Following the established conventions from the cookbook above, the following URL’s will be used for the remainder of these instructions, and it will be assumed you have them in a local hosts file that your browser will use:
- ISAM LMI: https://isam.iamlab.ibm.com
- Web Reverse Proxy: https://www.iamlab.ibm.com
To config FIDO2, follow these instructions. The diagram that follows should help.
- In the LMI, navigate to Secure Access Control -> FIDO2 Configuration, then Add New Relying Party.
www.iamlab.ibm.com for both the Display Name and Relying Party ID and press Next.
- On the Summary page, press Save.
- Deploy the Pending Changes, then also Publish the container configuration (Container Management -> Publish Configuration -> Submit).
Allow the runtime a few seconds to restart after obtaining the latest configuration snapshot. You can monitor this with (assuming the docker-compose setup from the lab):
docker logs -f iamlab_isamruntime_1
Wait till you see:
CWWKF0011I: The server runtime is ready to run a smarter planet.
That’s it for a start. Pretty simply huh? Let’s try it out.

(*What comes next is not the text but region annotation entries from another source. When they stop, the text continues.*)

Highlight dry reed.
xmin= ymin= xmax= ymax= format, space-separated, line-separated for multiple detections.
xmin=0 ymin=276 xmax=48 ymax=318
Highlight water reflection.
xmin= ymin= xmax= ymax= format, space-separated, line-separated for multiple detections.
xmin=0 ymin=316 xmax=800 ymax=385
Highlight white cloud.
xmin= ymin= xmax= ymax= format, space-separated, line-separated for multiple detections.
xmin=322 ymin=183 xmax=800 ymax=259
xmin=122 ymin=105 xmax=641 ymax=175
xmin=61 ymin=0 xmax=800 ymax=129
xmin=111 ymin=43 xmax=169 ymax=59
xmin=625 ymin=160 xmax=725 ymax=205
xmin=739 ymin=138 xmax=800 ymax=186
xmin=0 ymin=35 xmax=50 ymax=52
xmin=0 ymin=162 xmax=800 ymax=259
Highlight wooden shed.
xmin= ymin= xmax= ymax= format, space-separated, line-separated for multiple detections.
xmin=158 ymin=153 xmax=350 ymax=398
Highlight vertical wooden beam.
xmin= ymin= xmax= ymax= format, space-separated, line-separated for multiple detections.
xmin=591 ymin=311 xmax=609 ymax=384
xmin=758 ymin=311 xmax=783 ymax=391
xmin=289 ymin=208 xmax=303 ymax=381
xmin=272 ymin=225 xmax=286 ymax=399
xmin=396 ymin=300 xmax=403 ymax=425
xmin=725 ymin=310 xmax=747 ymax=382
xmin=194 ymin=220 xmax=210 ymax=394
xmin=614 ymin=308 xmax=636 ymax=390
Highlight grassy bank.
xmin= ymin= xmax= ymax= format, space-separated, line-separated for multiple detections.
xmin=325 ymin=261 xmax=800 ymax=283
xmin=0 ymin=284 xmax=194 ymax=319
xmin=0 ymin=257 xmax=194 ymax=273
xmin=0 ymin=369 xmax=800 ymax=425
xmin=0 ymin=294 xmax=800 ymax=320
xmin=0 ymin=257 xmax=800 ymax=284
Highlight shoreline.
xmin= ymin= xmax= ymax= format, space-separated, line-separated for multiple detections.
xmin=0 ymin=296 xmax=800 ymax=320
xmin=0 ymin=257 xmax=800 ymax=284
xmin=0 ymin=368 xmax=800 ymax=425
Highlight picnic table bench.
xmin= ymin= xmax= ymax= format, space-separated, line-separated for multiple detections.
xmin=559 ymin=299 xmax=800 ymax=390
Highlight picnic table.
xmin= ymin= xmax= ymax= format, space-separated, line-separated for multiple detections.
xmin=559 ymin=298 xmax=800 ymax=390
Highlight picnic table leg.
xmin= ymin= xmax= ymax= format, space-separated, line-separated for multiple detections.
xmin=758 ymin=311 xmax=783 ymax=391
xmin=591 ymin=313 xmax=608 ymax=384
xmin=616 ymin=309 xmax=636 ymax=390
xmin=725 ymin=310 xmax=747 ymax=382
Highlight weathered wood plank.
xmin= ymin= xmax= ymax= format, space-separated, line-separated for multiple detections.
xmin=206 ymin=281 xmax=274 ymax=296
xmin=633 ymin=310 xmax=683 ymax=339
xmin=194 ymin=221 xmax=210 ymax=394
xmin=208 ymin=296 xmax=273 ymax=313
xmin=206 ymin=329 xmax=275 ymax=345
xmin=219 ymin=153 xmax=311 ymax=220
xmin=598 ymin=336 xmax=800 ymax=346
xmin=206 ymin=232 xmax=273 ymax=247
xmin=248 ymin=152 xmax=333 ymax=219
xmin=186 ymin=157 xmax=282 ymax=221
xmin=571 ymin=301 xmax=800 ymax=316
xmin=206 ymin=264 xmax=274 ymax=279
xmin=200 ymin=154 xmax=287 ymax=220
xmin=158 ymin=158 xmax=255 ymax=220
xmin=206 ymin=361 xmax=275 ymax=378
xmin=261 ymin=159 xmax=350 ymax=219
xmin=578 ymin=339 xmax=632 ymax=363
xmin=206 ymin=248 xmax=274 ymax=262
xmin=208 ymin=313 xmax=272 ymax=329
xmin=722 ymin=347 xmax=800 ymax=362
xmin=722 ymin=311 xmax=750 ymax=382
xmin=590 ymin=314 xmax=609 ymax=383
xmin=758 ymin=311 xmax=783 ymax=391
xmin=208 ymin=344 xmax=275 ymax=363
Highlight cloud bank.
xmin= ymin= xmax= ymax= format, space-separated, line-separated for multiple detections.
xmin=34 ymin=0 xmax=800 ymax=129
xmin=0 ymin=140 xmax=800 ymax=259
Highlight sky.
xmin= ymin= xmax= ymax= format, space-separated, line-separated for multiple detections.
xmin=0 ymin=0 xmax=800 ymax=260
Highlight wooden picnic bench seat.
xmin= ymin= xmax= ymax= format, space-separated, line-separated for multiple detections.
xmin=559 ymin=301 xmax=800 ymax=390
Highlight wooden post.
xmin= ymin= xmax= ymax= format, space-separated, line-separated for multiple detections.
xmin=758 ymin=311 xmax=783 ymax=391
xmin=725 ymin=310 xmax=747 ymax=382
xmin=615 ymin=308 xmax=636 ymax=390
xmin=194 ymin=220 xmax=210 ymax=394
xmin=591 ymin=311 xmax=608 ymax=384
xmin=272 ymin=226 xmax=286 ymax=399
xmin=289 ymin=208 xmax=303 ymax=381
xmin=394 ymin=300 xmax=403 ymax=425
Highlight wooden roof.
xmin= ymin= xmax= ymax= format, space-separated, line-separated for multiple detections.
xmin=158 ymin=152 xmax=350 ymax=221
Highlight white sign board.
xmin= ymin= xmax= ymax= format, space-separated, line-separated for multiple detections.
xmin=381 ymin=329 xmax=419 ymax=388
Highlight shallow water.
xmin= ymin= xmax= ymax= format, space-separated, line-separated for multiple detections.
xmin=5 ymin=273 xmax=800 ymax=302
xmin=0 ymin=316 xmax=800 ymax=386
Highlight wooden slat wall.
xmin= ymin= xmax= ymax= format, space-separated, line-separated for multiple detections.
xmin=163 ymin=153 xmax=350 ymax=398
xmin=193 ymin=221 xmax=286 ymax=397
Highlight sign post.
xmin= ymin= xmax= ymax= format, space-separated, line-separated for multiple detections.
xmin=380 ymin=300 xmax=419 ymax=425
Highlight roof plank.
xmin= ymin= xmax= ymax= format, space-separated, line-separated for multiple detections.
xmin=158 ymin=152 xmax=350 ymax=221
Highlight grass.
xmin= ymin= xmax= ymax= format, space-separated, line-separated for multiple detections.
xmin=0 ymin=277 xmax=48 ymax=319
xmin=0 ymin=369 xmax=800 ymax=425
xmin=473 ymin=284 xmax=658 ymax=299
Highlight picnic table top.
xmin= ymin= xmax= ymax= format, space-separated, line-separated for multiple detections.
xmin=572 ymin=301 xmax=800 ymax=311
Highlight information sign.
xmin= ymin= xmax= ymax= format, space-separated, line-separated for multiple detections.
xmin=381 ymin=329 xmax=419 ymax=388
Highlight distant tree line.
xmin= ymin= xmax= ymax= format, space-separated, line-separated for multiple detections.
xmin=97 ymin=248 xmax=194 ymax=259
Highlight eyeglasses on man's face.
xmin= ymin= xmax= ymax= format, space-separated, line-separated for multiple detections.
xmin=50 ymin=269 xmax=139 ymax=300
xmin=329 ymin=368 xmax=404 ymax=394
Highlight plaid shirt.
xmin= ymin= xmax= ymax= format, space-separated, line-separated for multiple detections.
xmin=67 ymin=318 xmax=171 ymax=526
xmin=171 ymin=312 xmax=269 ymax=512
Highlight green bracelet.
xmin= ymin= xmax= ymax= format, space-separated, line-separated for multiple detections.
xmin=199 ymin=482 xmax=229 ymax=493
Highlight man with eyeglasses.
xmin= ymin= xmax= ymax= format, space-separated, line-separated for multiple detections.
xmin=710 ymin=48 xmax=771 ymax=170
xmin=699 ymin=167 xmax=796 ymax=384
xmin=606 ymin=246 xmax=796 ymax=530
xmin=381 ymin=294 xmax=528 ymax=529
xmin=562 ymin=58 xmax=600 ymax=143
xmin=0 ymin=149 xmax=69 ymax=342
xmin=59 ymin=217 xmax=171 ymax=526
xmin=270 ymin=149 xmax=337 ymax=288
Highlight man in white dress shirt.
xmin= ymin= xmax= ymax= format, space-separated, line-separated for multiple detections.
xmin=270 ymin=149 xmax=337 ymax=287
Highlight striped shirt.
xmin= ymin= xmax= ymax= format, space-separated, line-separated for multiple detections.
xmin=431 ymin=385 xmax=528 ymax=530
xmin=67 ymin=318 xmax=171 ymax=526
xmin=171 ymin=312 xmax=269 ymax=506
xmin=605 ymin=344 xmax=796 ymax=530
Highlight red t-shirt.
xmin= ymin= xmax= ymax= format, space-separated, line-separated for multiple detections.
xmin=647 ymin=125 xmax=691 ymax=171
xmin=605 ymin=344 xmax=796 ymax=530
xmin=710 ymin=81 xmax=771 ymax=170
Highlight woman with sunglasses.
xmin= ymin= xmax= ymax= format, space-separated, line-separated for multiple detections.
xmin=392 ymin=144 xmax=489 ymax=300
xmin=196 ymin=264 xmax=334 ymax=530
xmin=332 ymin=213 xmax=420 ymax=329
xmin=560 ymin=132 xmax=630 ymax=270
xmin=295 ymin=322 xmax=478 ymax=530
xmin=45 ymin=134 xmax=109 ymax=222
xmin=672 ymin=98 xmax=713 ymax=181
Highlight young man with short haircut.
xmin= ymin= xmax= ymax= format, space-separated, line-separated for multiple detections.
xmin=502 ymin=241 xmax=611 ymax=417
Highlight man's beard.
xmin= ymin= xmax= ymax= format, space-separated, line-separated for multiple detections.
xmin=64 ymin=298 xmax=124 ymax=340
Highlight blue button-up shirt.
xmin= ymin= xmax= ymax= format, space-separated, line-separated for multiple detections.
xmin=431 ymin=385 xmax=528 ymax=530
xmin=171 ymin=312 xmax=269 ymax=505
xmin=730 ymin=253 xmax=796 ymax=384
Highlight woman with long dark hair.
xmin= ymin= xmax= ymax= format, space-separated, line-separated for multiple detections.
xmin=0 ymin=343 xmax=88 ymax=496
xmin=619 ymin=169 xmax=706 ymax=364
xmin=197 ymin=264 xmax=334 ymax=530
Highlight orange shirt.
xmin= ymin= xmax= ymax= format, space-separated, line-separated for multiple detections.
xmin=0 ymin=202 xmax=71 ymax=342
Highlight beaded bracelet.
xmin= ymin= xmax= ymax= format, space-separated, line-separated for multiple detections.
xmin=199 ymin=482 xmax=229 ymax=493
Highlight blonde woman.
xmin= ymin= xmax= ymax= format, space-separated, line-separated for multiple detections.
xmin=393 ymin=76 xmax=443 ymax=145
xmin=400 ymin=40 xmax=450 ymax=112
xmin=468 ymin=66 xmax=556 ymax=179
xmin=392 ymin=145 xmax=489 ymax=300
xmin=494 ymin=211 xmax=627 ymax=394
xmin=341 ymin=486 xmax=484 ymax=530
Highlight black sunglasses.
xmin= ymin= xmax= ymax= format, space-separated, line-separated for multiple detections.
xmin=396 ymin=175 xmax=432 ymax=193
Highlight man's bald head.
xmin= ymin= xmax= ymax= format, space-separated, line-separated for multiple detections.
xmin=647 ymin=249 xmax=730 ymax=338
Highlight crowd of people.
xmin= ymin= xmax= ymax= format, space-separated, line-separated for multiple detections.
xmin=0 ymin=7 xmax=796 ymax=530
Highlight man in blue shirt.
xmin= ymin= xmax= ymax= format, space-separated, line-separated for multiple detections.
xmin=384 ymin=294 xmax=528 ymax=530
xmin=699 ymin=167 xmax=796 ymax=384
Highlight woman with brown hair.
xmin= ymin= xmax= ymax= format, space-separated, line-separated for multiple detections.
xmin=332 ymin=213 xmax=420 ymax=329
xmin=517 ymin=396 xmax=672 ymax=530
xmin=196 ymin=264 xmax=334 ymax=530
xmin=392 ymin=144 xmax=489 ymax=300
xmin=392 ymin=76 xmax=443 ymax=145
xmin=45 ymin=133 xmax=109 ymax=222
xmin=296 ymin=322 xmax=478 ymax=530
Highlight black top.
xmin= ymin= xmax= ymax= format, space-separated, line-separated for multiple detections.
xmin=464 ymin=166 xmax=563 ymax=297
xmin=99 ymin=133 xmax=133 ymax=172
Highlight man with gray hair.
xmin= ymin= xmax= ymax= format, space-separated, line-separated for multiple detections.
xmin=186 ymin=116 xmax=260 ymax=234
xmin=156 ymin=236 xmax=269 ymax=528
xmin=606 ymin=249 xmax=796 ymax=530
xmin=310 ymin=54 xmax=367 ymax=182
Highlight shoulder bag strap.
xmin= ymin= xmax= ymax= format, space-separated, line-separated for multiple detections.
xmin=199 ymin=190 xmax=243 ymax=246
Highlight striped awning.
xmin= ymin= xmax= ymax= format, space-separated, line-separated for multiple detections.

Using FIDO2 to register and test authenticator
ISAM comes with a built-in self-care management page (you can customize this or write your own) that you can use for FIDO2 registration management. Using a FIDO2-compatible browser such as Chrome, Edge or Firefox, visit it with:
emily / Passw0rd (this is a username/password from the lab guide).
Hopefully you have a compatible FIDO2 authenticator – I’m going to show you the experience with Chrome on my Mac using the touchbar, but you can try any FIDO2 authenticator you might have.
- Under the section titled “FIDO2/WebAuthn Registrations”, click on Register new authenticator.
- On the registration pop-up, just press Next.
- Chrome shows me a dialog asking what type of authenticator I’d like to register. As I’m going to use the Touchbar, I pick “Built-in sensor”.
- At this point the prompt next to my touchbar changes to indicate that I should press it to register at the www.iamlab.ibm.com website. I do this and see the a Chrome dialog, on which I press Allow. This permits attestation information about the type of authenticator that I’m using to be sent to ISAM. I suggest you press Allow so that you can see what adding Metadata permits us to show in an upcoming blog post.
- Finally, I give the registration a friendly name, and press Next. My authenticator is now registered!
The administrator can also see registrations via the management console:
Try the Test button – you should be prompted to use your authenticator, and see a success message:
Note that this test operation, whilst exercising all the FIDO2 authenticator flows, is not actually a login (or step-up login) to ISAM. To do that we need to utilize an AAC authentication policy.
Configuring a FIDO2 WebAuthn authentication policy
Follow these instructions to configure a FIDO2 authentication policy:
- In the LMI, navigate to Secure Access Control -> Authentication
- Create a new authentication policy, adding first the Username Password mechanism, then the FIDO2 WebAuthn Authenticator mechanism
- Configure the properties for the Username Password mechanism, setting
- Configure the properties for the FIDO2 WebAuthn Authenticator mechanism, setting
- Save the mechanism properties, then save the policy.
Don’t forget to Deploy pending changes, and publish the configuration.
Try out the authentication mechanism by visiting the kickoff URL:
You should be prompted for Username Password authentication (if not already done this session), followed by FIDO2 authentication.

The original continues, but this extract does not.